Instelling
Commissaris-Liquidateur van de Pretentiën van Gepreste Schippers
Actief vanaf 12-02-1800 tot --1812
Aantekeningen:
In de jaren van 1794 tot 1795 waren schippers met een presbrief gedwongen om te varen voor zowel de Fransen, de Engelsen als de Oostenrijkers. In 1797 vroeg de Nationale Vergadering de provincies opgave van de vorderingen van deze schippers. Ten langen leste heeft het Uitvoerend Bewind deze stukken ter hand gesteld aan een Commissaris-Liquidateur. Hij diende niet alleen uitbetaling te doen, maar de declaraties zo te rangschikken dat ze later op de betreffende mogendheden konden worden verhaald.

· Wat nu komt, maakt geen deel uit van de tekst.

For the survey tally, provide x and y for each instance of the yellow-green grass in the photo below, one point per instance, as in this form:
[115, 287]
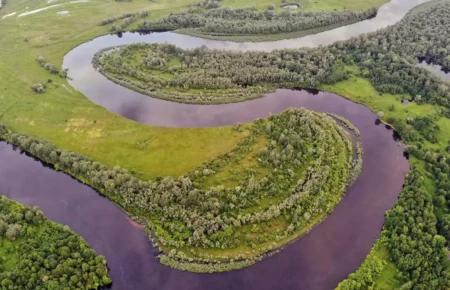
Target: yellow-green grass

De meeste werkzaamheden waren in 1802 wel afgerond, maar ze hebben zich nog voortgezet tot in 1812.
Wetgeving:
1800/02/12 Geheim besluit van het Uitvoerend Bewind: aanstelling van een Commissaris-liquidateur van de pretentiën van gepreste schippers.
meer informatie
Archieven:
- Archief van de Commissaris-liquidateur van de pretensiën van gepreste schippers 1800-1812
- Archief van het Depot-Generaal van Oorlog 1806-1811
De voornaamste bij deze instelling betrokken personen (links naar Repertorium applicatie):
Literatuur:
Schie, H.A.J., De archieven van het Comité te Lande 1795-1798 en het Ministerie van Oorlog 1798-1810 (1813). Den Haag, 1979.